Soba and udon noodles out of the ordinary
Japanese people have always loved soba and udon. Especially udon, which was born around a thousand years ago, and which was already popular all around Japan in the 17th century, has always been a popular dish. Since udon has such a long history there are bound to be many arrangements of it. Some dishes add western elements to udon, while others fuse udon with some other Japanese dishes. In this last part I am going to tell you about new and interesting udon dishes!

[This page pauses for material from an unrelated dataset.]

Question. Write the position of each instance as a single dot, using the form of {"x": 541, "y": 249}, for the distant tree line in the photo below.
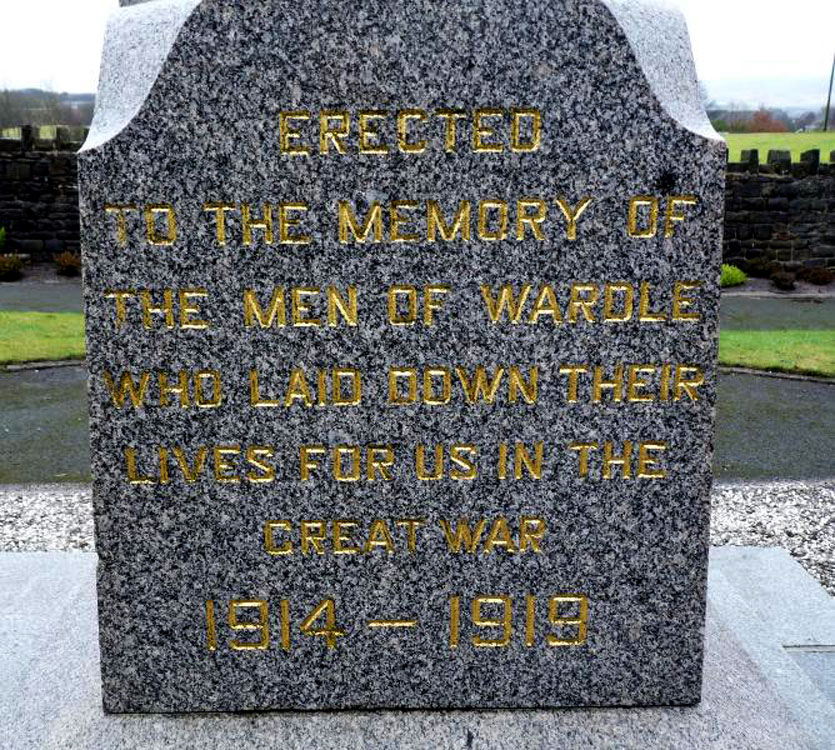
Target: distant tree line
{"x": 37, "y": 107}
{"x": 762, "y": 120}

The double strength curry has a really powerful taste of curry but it is just that; a strong tasting curry, it doesn’t get the kick from chili which I find to be a good thing, especially considering you get to choose from four different kinds of chili powders and peppers on the table if you wish to make your curry hotter. In the picture you can see an abura-age deep-fried tofu curry udon, and I tell you, boy does this sweet taste go well with the strong curry, especially if you add some chili on it.
Also I have to meantion this, Shokufutei is really cheap! If you just want soba you can get it for under 500, but what I really recommend are their soba sets that have a bowl of soba and maybe some tempura or a rice bowl. Speaking of tempura, Shofukutei’s tempura is exquisite, and goes really well with the green noodles.
How about inserting this new Kyoto attraction, soba and udon, to your itinerary?